Researchers at the University of Bonn have developed a camera that can image objects around blind corners without the use of mirrors or telescoping lenses.
Cameras are simply amazing. The ability to capture a moment and reflect on it well after the shutter’s blinked has transformed our memories, our vision of the world and many other aspects of life. While cameras have been able to refocus the way we see the world, though, they’ve only ever been able to see what’s directly in front of their lens.
Today, that may be changing.
According to researchers at the University of Bonn, a newly developed camera could see objects around blind corners through the use of a single beam of laser light. Rather than allowing light to flood into its lens the new camera would collect the diffuse light of a laser bounced off a wall opposite its target. After enough laser light has been collected on the camera’s CCD, complex mathematical algorithms are used to determine how the laser light diffused and reconstruct those photonic paths to form an image of the hidden object.
“We are recording a kind of light echo, that is, time-resolved data, from which we can reconstruct the object," said computer science professor Matthias Hullin. "Part of the light has also come into contact with the unknown object and it thus brings valuable information with it about its shape and appearance."
Though the technological complexity of this new camera is quite low, cameras with adequate CCDs have been on the market for years.
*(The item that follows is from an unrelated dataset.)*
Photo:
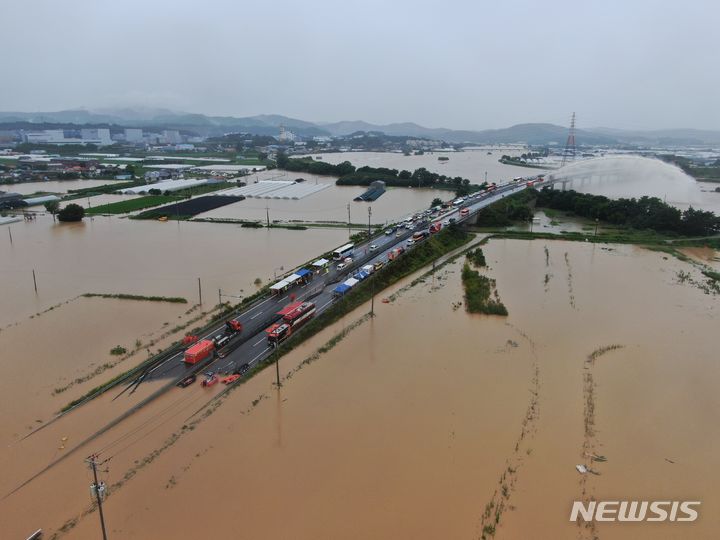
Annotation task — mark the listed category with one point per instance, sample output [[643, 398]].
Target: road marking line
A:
[[259, 355]]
The mathematics behind this camera’s unique abilities are quite complex and are still a limiting factor in the camera’s abilities. "The accuracy of our method has its limits, of course," admits Prof. Hullin, as the Bonn camera’s current incarnation only produces rough outlines of its target. However, researchers are confident that as mathematical models and technical components become more sophisticated the camera’s ability to create a clear image will sharpen as well.